One of the lessons already learnt from this virus is the need to strengthen our woefully underfunded healthcare sector.
The COVID-19 epidemic is a mammoth threat to our nation. As such, we urge people to heed government's call to stay at home during this period.
There are many lessons we can draw from countries that are successfully containing the deadly virus. We need to treat the lockdown seriously and engage in social distancing, as it has been proven that it is the only way to combat its spread.
China on Tuesday reported no deaths for the first time since January when it began to publish its COVID-19 figures. The Asian giant has recorded 81 865 COVID-19 cases and 3 335 deaths.
To contain the spread in Wuhan in China's Hubei province, the maiden epicentre of the epidemic, Chinese authorities imposed unprecedented restrictions on January 23 on travel and ordered the closure of most businesses in the town. It put the city's 11 million people on lockdown. Other cities in the province followed suit as the infections peaked, before gradually declining.
Australia and New Zealand have so far also been successful in largely suppressing the spread of the virus within their countries, in particular, keeping the deaths low. Australia, with a population of 25 million, has just over 6 000 infections and 50 deaths, while New Zealand, a country of five million people, which closed its borders a day before Australia, has around 1 200 infections and only one death from COVID-19.
Both countries enacted strict physical distancing regimes, enforced by the police. Those caught violating these were fined thousands of local dollars. Planes have been grounded, workers have been ordered to stay at home, schools closed and entire industries were put into hibernation.
It is unlawful to be outside without the "reasonable excuse" of essential shopping, medical care, exercise or compassionate grounds.
In both countries, the majority of infections have originated overseas. Community transmission remains low by international standards at less than 10% of all confirmed cases.
Low community transmissions are a result of both countries' early decision and the capability to enforce a total lockdown of borders.
While Zimbabwe's early decision to lockdown the country is commendable, the decisions to relax the lockdown to allow for remittances collection and vegetable markets like Mbare Musika to open for a few hours might render the 21-day shutdown ineffective.
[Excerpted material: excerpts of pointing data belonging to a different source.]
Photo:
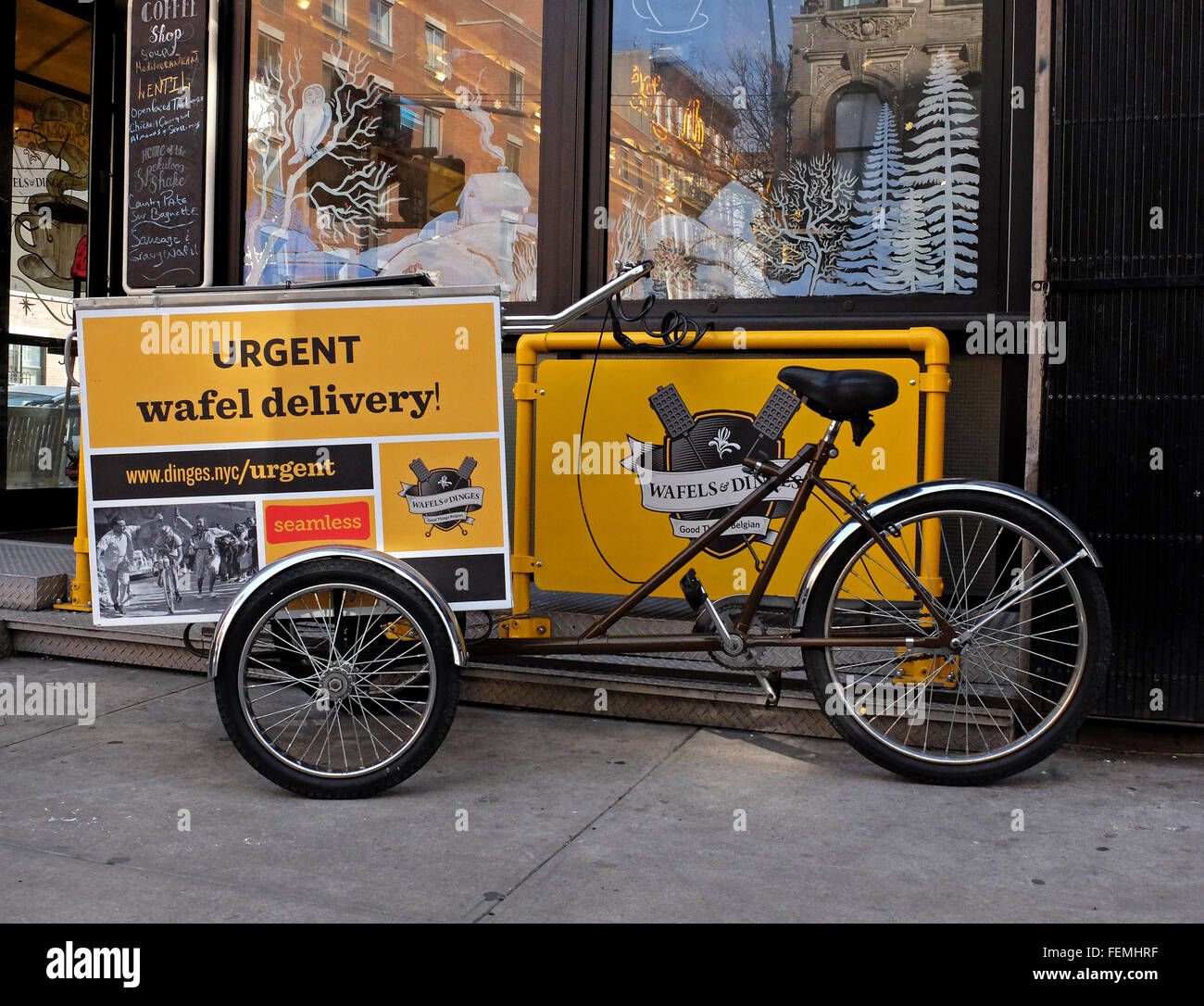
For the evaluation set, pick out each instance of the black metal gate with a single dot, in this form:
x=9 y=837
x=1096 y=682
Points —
x=1122 y=436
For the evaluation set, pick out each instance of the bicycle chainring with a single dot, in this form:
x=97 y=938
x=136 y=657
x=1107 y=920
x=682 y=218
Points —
x=771 y=617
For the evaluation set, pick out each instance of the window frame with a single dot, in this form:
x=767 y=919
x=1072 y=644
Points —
x=574 y=91
x=1004 y=200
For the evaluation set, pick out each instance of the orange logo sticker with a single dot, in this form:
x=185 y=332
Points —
x=349 y=521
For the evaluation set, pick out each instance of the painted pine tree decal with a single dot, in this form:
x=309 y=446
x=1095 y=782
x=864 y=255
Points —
x=909 y=269
x=944 y=172
x=875 y=212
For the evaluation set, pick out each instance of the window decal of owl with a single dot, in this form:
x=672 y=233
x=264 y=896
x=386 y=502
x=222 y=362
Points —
x=309 y=123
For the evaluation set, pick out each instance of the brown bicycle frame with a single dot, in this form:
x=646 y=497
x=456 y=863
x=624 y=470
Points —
x=814 y=458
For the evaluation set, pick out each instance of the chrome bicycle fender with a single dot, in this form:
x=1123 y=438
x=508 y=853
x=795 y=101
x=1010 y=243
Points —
x=931 y=490
x=369 y=557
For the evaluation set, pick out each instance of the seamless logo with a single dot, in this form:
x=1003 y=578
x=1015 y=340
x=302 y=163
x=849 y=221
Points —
x=444 y=497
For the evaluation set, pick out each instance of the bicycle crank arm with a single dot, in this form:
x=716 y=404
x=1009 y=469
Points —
x=935 y=644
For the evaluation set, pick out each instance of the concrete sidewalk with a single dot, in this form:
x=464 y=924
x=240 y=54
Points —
x=569 y=820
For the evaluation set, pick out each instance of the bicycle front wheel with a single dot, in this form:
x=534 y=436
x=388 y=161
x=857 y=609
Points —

As long as people continue to move around freely, we will contain the spread if the disease.
The early response, which is necessary to slow down the infections, needed to be backed with a set of additional strategies to make it effective. There was need for a tracking system for detecting suspicious cases. Effective testing of those who had travelled to high-risk countries should have been a pre-requisite as far back as January, to identify possible asymptomatic cases.
What is even more worrisome is that there seems to be no post-lockdown strategy when it ends on April 19. Will this mean re-opening of public spaces like bars, restaurants, churches, schools, meetings, business, etc?
Prematurely re-opening those spaces might lead to new outbreaks since we are not really sure of the exact numbers of infected people in the country because of under-testing. The country only has 500 testing kits donated by the World Health Organisations. The official figures do not really inspire confidence.
South Africa yesterday announced a two-week extension of its lockdown, and it is imperative we follow suit.